The comments reference "arithmetization" and "ECDATA" which are zkEVM-specific implementation details. For a general-purpose gnark circuit, these validations are not performed by external systems. The comments should clarify that when used outside a zkEVM context, the caller must ensure: (1) input length is 160 bytes, (2) 0 < r < n and 0 < s < n, (3) 0 ≤ qx < p and 0 ≤ qy < p, (4) (qx, qy) is on the P-256 curve, and (5) (qx, qy) ≠ (0,0). Alternatively, consider adding explicit validation within the circuit for general-purpose use.

Suggested change

	// 1. input_length == 160 ==> checked by the arithmetization
	// 2. 0 < r < n and 0 < s < n ==> checked by the arithmetization/ECDATA and enforced in `IsValid()`
	// 3. 0 ≤ qx < p and 0 ≤ qy < p ==> checked by the arithmetization/ECDATA
	// 4. (qx, qy) is a valid point on the curve P256 ==> checked by the arithmetization/ECDATA
	// 5. (qx, qy) is not (0,0) ==> checked by the arithmetization/ECDATA
	// The following checks are performed by external systems in the zkEVM context (arithmetization/ECDATA).
	// For general-purpose use outside zkEVM, the caller must ensure:
	// 1. input length is 160 bytes,
	// 2. 0 < r < n and 0 < s < n,
	// 3. 0 ≤ qx < p and 0 ≤ qy < p,
	// 4. (qx, qy) is a valid point on the P-256 curve,
	// 5. (qx, qy) ≠ (0,0).

[cursor]

Bug: Assert Context Breaks Subtest Isolation

The assert helper is created with the outer test context but used inside t.Run subtests.

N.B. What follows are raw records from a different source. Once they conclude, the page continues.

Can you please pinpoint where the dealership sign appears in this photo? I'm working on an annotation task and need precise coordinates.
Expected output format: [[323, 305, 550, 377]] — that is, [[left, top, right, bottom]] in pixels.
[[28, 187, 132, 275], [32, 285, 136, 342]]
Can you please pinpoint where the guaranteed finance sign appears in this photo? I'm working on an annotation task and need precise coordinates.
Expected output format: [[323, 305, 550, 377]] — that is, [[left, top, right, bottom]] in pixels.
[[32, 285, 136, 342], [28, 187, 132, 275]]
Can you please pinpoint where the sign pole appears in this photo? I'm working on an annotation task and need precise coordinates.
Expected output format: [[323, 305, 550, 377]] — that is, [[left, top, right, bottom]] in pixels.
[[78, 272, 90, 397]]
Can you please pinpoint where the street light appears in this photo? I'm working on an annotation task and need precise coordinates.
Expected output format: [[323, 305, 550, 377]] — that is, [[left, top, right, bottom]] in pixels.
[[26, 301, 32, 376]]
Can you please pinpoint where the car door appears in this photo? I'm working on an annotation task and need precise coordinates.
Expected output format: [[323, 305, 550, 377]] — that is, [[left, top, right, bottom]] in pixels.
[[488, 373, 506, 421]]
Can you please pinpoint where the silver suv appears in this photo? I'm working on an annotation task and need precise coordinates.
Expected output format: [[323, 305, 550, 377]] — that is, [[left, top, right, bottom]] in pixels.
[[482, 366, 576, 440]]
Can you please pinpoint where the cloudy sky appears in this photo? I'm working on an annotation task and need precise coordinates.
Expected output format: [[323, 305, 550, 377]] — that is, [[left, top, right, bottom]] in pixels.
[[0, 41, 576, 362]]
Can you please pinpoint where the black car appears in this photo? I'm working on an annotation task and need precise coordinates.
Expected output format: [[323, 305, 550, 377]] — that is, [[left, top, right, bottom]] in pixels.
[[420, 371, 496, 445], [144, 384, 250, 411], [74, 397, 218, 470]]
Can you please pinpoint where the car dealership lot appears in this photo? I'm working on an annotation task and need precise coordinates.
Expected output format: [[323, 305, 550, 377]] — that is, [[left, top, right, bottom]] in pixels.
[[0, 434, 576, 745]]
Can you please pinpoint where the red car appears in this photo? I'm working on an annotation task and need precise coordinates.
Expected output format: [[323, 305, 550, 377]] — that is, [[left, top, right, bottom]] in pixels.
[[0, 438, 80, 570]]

When assert.NoError(err) fails, it reports to the parent test rather than the subtest, causing the entire test function to stop instead of just failing the specific subtest. This prevents other test vectors from running and makes it difficult to identify which specific vector failed. The assertion should use the subtest's t parameter instead.